Vitamins Blog

Tir Na Nog ~Act 1

Bookmark
ClosePlease login

No account yet? Register

25 votes, average: 1.00 out of 1 (25 votes, average: 1.00 out of 1)
You need to be a registered member to rate this post.
Loading...

 

Sesak. Seolah seluruh udara tersedot keluar dari paru-paru. Ada rasa dingin yang teramat perih menusuk kulit, lalu gelombang air yang seakan meremukkan tulang. Ketidakberdayaan yang teramat menyiksa. Tiada apa pun selain kegelapan dan air asin. Lalu, kehampaan yang menyiksa bagai sulur neraka; panas, memedihkan, dan terasa bagai dosa. Membuka mata, Lou mencoba melawan daya gravitasi yang menariknya ke dasar kegelapan. Ia mencoba berteriak, meminta tolong, namun tak ada satu juru selamat yang muncul. Tak peduli seberapa kuat usaha Lou melawan kuasa yang mengikatnya, tak satu pun juang berhasil membebaskan Lou.

Kau telah menodai aturan suci kaum api….

Lou berontak. Ia mencoba menggerakkan kaki, berharap muncul ke permukaan dan menghirup udara.

Semakin dalam … Lou tenggelam dalam kegelapan.

Tangan tak kasatmata meminta Lou untuk menyerah sebab melawan bukanlah hal yang harus Lou lakukan.

Benar, menyerah….

Ketika ia mulai berpasrah pada kematian, Lou melihat sepasang mata semerah rubi yang menatap murka. “Bangun!,” desis mahluk tersebut. “Kau api, aku adalah dirimu. Bangun!”

Tak ada suara yang berhasil lolos dari bibir Lou.

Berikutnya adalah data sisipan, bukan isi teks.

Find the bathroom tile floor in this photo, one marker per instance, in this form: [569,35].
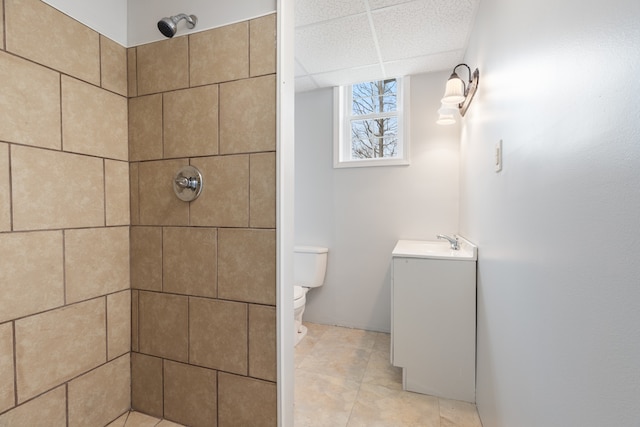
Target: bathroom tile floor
[343,378]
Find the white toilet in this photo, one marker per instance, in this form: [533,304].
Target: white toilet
[309,267]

Pemuda itu terombang-ambing di antara kesadaran yang semakin menipis.

“Bangun! Kau adalah api. Api yang membakar setiap kehidupan!”

Membelalak, Lou bangun bersimbah keringat.

Kedua netra Lou yang berwarna hijau menyisir sekitar. Ia bisa melihat kamarnya yang hanya berisi satu lemari, satu meja, tiga kursi, dan sebuah ranjang. Perapian di kamar Lou terlihat suram tanpa adanya sumber api di dalam sana.

Tidak ada lautan sedingin es. Tak ada rasa sakit. Tak ada api.

Hanya dirinya.

Seorang diri.

Lou menyisir rambut hitamnya—rambut pendek Lou kusut masai. Akhir-akhir ini ia terlalu sering bermimpi mengenai mahluk berapi yang membumihanguskan kehidupan.  Lelah…. Lou hanya ingin menghabiskan sisa hidupnya dengan kehidupan yang lebih nyaman.

Seolah kenyamanan mudah didapatkan. Tentu, seorang pandir pun tahu bila kehangatan bukanlah barang yang bisa didapat dengan mudah.

Di saat para manusia mengkhawatirkan serangan Ratu Amber, penguasa baru yang ingin menginvasi seluruh kerajaan utara, Lou masih terjebak di dunianya sendiri. Naga, api, dan abu. Lou tak pernah bertemu langsung dengan para naga tersebut. Ia hanya mendengar hal tersebut dari kisah-kisah yang dituturkan orang tua di desanya. Namun kini, mimpi-mimpi tersebut semakin gencar menyerang Lou, seolah ia merupakan bagian dari potongan teka-teki.

Teka-teki yang tak akan pernah terpecahkan.

Bangkit, Lou mulai mengenakan celana kulit dan baju cokelatnya. Ia harus segera pergi berburu. Setidaknya kegiatan tersebut manjur mengenyahkan mimpi buruk Lou.

Lou keluar rumah membawa satu tabung berisi anak panah yang ia sampirkan di punggung dan sebuah busur yang terbuat dari kayu pohon oak. Tak lupa Lou membawa belati yang ia selipkan di sabuk. Hidup Lou tak terlalu luar biasa untuk diceritakan. Lou hanyalah pemuda biasa yang menghabiskan hari dengan berburu dan menjual hasil buruan ke tengkulak terdekat. Tentu, ia hanya mendapatkan bayaran kecil atas tangkapannya.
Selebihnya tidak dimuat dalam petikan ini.